Particulièrement à la manoeuvre aussi, les 22.000 experts-comptables, très consultés par leurs 3,5 millions d'entreprises clientes. L'ordre des experts-comptables a lancé un site très complet, "mafacture-monexpert".
Mais, prévenait le président du conseil de l'ordre Damien Charrier lors des Journées de la facture électronique, "on ne pourra pas faire 100% du job et il va falloir que d'autres acteurs prennent le relais", surtout en direction des toutes petites entreprises.
- Récalcitrants -
A la rentrée, l'Etat s'apprête à être patient avec les plus perdus, moins avec les vrais récalcitrants.
Ceux qui n'auront pas de plateforme au 1er septembre recevront un mail les invitant à exposer leurs difficultés à l'administration. "Ca pourra se tendre un peu" en cas de non-réponse, euphémise M. Rabineau, avec possibilité d'amende de 500 euros, renouvelable et doublée à 1.000 euros le cas échéant.
Bercy sait que cette réforme, qui se déroule dans le cadre de la directive européenne ViDA (TVA à l'ère numérique), irrite certains, qui s'alarment aussi que l'Etat puisse désormais connaître en temps réel les comptes des entreprises.
Des hommes politiques souverainistes, comme Nicolas Dupont-Aignan, qui demande un moratoire, ou Florian Philippot, qui sonne "la mobilisation générale" contre cette réforme "à la sauce Big Brother", la critiquent sur les réseaux sociaux.
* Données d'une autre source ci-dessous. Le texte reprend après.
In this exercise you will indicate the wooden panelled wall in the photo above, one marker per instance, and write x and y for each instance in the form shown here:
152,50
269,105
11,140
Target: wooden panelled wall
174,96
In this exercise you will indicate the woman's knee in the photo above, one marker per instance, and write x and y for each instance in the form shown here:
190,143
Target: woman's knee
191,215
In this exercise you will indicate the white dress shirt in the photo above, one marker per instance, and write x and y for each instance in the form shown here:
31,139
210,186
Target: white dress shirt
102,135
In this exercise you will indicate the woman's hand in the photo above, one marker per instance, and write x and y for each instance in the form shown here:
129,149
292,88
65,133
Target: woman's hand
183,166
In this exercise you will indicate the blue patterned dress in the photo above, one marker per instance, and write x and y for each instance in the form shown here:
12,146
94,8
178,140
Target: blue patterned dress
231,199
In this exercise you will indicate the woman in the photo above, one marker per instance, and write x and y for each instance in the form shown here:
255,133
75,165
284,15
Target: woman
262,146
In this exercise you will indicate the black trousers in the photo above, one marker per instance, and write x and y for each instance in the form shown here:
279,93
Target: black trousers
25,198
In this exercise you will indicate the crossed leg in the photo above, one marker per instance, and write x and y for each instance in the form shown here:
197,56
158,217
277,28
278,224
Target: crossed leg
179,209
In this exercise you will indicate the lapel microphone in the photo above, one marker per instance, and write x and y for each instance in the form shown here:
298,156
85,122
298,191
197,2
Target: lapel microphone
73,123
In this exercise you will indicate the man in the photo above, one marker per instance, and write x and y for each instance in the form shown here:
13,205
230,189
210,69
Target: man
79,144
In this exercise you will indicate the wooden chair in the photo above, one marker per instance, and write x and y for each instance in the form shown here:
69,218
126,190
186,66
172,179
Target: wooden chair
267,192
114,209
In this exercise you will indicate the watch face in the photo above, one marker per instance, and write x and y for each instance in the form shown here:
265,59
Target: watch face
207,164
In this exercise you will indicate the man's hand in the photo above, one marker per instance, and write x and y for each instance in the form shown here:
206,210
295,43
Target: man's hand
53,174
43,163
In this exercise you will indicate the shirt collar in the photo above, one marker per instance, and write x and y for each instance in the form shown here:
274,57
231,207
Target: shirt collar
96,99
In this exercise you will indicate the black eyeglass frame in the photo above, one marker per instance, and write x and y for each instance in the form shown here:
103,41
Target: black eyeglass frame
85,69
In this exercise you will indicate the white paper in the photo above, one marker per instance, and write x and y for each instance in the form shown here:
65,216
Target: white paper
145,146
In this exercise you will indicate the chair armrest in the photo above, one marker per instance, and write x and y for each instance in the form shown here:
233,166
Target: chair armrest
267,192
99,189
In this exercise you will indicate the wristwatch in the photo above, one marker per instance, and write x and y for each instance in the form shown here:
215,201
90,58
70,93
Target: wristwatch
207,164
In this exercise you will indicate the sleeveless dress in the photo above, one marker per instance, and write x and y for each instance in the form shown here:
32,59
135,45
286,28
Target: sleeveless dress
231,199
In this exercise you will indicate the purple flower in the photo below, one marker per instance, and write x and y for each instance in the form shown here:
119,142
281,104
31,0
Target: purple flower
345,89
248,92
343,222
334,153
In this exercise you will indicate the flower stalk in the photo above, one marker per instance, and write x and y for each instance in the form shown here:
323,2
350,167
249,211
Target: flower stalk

Cindy Vuillemain, qui gère dans l'Isère un entrepôt de la franchise de logistique éco-responsable Greenlog, avec quatre salariés, a pour sa part décidé de s'y mettre sérieusement, d'autant "qu'elle ne voit pas d'un mauvais oeil" la possibilité de simplifier son système de facturation.
"On s'est déjà renseigné auprès de notre comptable, et faire partie d'un réseau de franchise permet de pouvoir étudier toutes les options", ajoute-t-elle auprès de l'AFP.
Elle conçoit néanmoins que "pour les gens qui ne seraient pas aguerris, cette réforme soit difficile". "De toute manière, conclut-elle, on n'a pas le choix, donc autant mettre son énergie ailleurs qu'à dire +non+".